Qu’est-ce qui explique de telles difficultés ? Un manque de sensibilisation à la construction hors-site et une mauvaise compréhension de ce marché, selon les acteurs du bâtiment interrogés. “Pour l’instant, pour Monsieur et Madame Tout le monde, le hors-site ça ne veut rien dire”, estime Charles Boisseau. “Ça fait 16 ans que je travaille et je peux vous dire qu’il y a un gros travail à mener pour faire connaître le hors-site aux entreprises générales, et à tout le secteur”, abonde Sébastien Rigot. Le chef d’entreprise, qui estime que c’est sa rencontre avec le CEO du groupe Hors-Site Pascal Chazal qui lui a permis de se lancer, regrette le manque de volonté politique et un certain conservatisme qui empêchent le développement massif du hors-site.

Trois ans après avoir lancé sa branche hors-site, le directeur du groupe Boisseau s’évertue à sensibiliser l’ensemble des acteurs de la filière. Son objectif ? Créer un véritable écosystème rassemblant des entreprises générales, des fabricants de modules, des architectes et des bureaux d’études capables d’aller proposer du hors-site à leurs clients. Une marche en avant qu’il juge “inéluctable” : “Nous avons encore affaire à des réfractaires.

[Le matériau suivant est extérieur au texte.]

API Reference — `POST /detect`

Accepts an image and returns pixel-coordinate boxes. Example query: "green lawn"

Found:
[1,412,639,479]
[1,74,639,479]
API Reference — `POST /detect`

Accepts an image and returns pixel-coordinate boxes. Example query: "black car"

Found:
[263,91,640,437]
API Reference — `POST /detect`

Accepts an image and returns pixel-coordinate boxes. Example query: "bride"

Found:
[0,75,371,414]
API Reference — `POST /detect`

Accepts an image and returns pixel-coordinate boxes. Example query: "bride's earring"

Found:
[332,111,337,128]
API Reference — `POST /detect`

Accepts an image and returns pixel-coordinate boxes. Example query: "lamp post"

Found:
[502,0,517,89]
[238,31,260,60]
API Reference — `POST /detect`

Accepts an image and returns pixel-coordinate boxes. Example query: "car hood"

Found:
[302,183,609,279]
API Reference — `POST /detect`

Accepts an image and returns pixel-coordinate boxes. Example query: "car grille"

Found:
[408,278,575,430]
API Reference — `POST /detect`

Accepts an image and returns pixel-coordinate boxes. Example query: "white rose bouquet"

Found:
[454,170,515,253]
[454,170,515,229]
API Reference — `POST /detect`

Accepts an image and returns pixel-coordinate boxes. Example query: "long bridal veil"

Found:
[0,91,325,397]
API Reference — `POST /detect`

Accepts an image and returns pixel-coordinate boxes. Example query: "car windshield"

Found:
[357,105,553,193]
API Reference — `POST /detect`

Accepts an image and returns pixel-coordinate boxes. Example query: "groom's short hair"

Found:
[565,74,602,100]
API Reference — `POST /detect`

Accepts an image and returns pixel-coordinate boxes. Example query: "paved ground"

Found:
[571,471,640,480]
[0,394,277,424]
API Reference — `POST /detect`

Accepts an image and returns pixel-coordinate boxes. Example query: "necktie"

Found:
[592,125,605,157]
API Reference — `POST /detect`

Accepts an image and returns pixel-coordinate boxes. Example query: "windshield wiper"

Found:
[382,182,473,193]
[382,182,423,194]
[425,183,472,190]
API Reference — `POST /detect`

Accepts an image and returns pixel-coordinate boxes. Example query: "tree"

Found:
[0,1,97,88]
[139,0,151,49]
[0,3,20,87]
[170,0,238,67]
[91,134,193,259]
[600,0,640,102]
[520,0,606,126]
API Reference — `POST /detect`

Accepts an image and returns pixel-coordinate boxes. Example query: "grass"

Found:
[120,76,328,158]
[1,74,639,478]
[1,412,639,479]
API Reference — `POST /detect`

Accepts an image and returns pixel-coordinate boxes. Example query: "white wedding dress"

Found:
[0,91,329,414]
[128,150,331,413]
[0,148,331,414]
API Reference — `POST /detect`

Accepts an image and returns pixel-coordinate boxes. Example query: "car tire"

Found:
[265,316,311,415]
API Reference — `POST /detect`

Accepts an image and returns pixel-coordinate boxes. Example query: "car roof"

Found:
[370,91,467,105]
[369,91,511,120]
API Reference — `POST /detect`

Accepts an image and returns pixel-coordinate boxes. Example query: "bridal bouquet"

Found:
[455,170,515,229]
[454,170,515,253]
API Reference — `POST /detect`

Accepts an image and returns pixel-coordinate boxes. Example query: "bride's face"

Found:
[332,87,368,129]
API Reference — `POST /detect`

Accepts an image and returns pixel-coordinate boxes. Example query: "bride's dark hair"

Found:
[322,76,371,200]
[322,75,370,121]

Mais il faut que tout le monde comprenne que si on n’industrialise pas une partie de la construction en France, avec le manque de main d’œuvre qu’on a, on ne va pas y arriver en traditionnel”. Pour faire avancer ses projets, le groupe Boisseau a pris la décision d’intégrer et de développer au maximum les compétences de conception réalisation en interne. Un parti pris qui fait grincer les dents de certains cabinets mais que celui-ci juge indispensable pour faire progresser ce mode constructif innovant. “Nous n’avons plus le temps d’attendre”, conclue Charles Boisseau.